NASA’s OSIRIS-REx spacecraft that collected a sample from an asteroid 200 million miles from Earth in October, is going to take one final look at the collection site before heading home.
In April, the spacecraft will focus its cameras on the site it disturbed when it removed a sample of asteroid Bennu’s soil. The images should help researchers understand what kind of impact the disruption had on the surface.
“Part of the reason we are on this mission is to learn more about how asteroids work, because someday we may need to deflect this asteroid or another like it if it poses a threat to Earth,” says Humberto Campins, a UCF physicist and a member of OSIRIS-REx’s imaging team. “We need to know that the techniques developed will get the job done. We need to know how these asteroids respond to disruptions.”
Campins is an international expert on asteroids and has been working with colleagues on the team to analyze the images and data collected from the spacecraft cameras since 2010. UCF Assistant Professor Kerri Donaldson Hanna is also part of the team. The group is responsible for the analysis of thousands of images from the surface, which principal investigator Dante Lauretta from the University of Arizona used to select the site for sample collection.
In October, the OSIRIS-REx spacecraft executed a complicated touch-and-go maneuver at Bennu’s Nightingale site during which a robotic arm unfurled and touched the surface of the asteroid to collect a sample of rocks and dust. The spacecraft is scheduled to deliver the sample to Earth in September 2023. OSIRIS-REx will depart asteroid Bennu in May in order to take advantage of the alignment of orbits, which will make for a shorter trip.
“I cannot wait to see what Bennu’s surface looks like after the TAG sampling event in October, particularly how much of the surface was disturbed during sampling and whether or not additional fine particulate materials have been exposed,” Donaldson Hanna says. “And new spectral observations will give us a glimpse of whether or not there is compositional layering on the asteroid.”
Beginning March 6, OSIRIS-REx executed the first of four maneuvers that will get the spacecraft on the trajectory needed for the final flyby to get the last images April 7. After the photo shoot is complete, the team will fire the spacecraft’s engines again to get OSIRIS-REx ready for the two-year journey home, which begins May 10.
Once back on the planet, the researchers will go to work analyzing the regolith sample.
“That’s where the real fun begins,” Campins says. “Until then we have the images and data to study. I’m looking forward to seeing the real thing.”
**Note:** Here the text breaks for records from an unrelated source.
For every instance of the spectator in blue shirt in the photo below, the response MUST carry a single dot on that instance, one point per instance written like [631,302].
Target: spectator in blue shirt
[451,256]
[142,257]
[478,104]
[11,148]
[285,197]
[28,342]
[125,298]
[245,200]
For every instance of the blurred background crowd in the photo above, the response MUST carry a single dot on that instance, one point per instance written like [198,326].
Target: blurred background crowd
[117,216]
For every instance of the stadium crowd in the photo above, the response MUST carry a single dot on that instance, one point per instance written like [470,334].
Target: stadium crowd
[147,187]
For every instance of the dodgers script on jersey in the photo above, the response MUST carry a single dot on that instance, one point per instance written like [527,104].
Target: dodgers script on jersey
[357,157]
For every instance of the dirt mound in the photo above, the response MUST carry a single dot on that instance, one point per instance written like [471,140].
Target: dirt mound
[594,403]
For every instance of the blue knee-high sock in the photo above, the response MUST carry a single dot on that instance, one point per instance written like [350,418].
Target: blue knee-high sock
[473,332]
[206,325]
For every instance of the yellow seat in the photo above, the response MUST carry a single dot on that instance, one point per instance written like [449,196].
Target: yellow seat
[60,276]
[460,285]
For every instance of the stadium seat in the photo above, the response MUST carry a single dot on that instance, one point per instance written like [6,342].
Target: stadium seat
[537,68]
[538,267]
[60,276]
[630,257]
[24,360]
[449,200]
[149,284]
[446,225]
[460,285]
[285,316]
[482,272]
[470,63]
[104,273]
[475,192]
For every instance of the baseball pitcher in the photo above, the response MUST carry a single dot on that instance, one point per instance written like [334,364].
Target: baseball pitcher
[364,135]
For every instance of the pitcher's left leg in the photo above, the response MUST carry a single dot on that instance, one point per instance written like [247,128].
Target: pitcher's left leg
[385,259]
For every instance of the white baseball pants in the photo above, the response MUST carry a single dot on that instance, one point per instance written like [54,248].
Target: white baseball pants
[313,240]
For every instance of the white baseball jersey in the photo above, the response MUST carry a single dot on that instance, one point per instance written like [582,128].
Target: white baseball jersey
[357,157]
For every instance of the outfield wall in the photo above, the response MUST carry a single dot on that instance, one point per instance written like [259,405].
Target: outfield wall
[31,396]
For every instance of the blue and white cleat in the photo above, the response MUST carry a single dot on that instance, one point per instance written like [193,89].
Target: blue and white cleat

NASA’s Goddard Space Flight Center in Greenbelt, Maryland, provides overall mission management, systems engineering, and the safety and mission assurance for OSIRIS-REx. Lauretta is the principal investigator, and the University of Arizona also leads the science team and the mission’s science observation planning and data processing. Lockheed Martin Space in Denver built the spacecraft and provides flight operations. Goddard and KinetX Aerospace are responsible for navigating the OSIRIS-REx spacecraft. OSIRIS-REx is the third mission in NASA’s New Frontiers Program, which is managed by NASA’s Marshall Space Flight Center in Huntsville, Alabama, for the agency’s Science Mission Directorate in Washington.
Campins has a bachelor’s degree in astronomy from the University of Kansas and a doctorate in planetary sciences from the University of Arizona. He joined UCF in 2002 as a Provost Research Professor of Physics and Astronomy and head of the Planetary and Space Science Group, and has received multiple awards including a Fulbright and was named a Pegasus Professor in 2013. He was one of the first researchers to find evidence of water ice and organic material on an asteroid and has worked with NASA for several decades. His area of research involves asteroids, comets and other small bodies in the solar system.
Donaldson Hanna has a bachelor’s degree in space sciences from the Florida Institute of Technology, and a master’s degree and doctorate in geological sciences from Brown University. Donaldson Hanna is also involved with several NASA missions including the Lunar Trailblazer mission. She has extensive research experience mostly in Europe where she was recognized for her excellence including the Winton Capital Geophysics Award from the Royal Astronomical Society. She joined UCF in 2019. Her research focuses on understanding the formation and evolution of airless bodies such as the moon, Mercury, Mars’ moons, and asteroids.